Here’s what he had to say…

When it comes to designing buildings, architects will tell you that there are three basics to consider – structure, services and skin. It’s as simple as that. However, in reality we know that design can go as far as the imagination (and the budget) will allow, meaning that the realms of possibility are endless. 

Over the years, we’ve seen design trends come and go, so how do we go about creating something that will stand the test of time? Well, we go back to those three basics of structure, services and skin because that’s all you really need, we consider the rest to be superfluous and anything that can be easily thrown away will date quickly. This doesn’t mean a building should be boring though, far from it. Over the past 10 years, occupiers are increasingly moving away from forgettable ‘vanilla’ office buildings, they want personality and that should come from the building’s core – that’s where we can really get creative.

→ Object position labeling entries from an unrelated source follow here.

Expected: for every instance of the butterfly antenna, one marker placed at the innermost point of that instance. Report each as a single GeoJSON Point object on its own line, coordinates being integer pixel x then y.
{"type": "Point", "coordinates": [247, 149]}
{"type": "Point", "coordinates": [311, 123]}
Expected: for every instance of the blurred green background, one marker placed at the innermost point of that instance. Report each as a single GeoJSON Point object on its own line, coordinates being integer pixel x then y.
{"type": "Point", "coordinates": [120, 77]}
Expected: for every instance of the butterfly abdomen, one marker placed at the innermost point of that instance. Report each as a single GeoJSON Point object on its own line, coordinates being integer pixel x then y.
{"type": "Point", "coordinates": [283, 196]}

When we first started thinking about the design for Two New Bailey Square, it wasn’t just another office project, we are constantly thinking about how we can make the next best workplace. For us, it’s about doing more with less. 

Working closely with our client, The English Cities Fund, we understood its vision for the wider Salford Central masterplan, to bring forward schemes that tap into the rich tapestry that is the history of Salford, with its aspirations to drive investment, skills and growth into the heart of the city. This, coupled with the strategy to create buildings that are adaptable for the future with wellbeing in mind, gave us the mandate to create something truly special with Two New Bailey Square. 

Tying in with the history of the area, the New Bailey scheme picks up on the nuances of warehouses and industrial buildings – buildings that typically have less going on design-wise but are a hive of activity inside. We’ve definitely played on that with Two New Bailey Square, focusing heavily on the people that will come to use the building and their wellbeing, rather than shiny bells and whistles. 


Health and fitness have never been more important in office building design and creating more amenities to service occupiers’ needs. One such component is cycle storage provision; it is vital for workplace wellbeing these days as the CEO of a company is just as likely to come to work on a bike as anyone else.  At Two New Bailey Square, cyclists enter via the main entrance, it’s such an integral part of life now that we didn’t want the facilities to be hidden at the back, behind the bin store. It’s a front of house function and there are shower and drying facilities, so our commuters can start the working day feeling fresh. 

We have also created characterful floorplates and shared roof terraces for people to escape to when they fancy some fresh air and a change of scene. The floor to ceiling height and balconies on each floor provide more breakout space and create a space that workers are really attracted to. The amount of daylight that’s allowed into the building is also key, in the office space at Two, there is a sense of wellness and lots of daylight is streamed in but only where needed. 

The staircase is intentionally open, not hidden away in the central core, providing interconnecting stairwells for tenants who are spread across multiple floors and to encourage human collisions. This open plan approach allows for tenants to be more interactive on the stairwell; they are brightly coloured and well lit, so tenants are encouraged to save the lift and use their legs instead. Informal meetings can even take place on the stairs, encouraging further human interaction. It’s quite simple in its design but it was really important to get the stairs right from the very beginning for this reason.

With design trends continuously evolving, who knows what the next big thing will be in five, ten, 20 years’ time but one thing we do know is that a focus on employee wellbeing is here to stay. The structure, services and skin that makes up Two New Bailey Square will do just that while also having a striking impact on the city’s streetscape.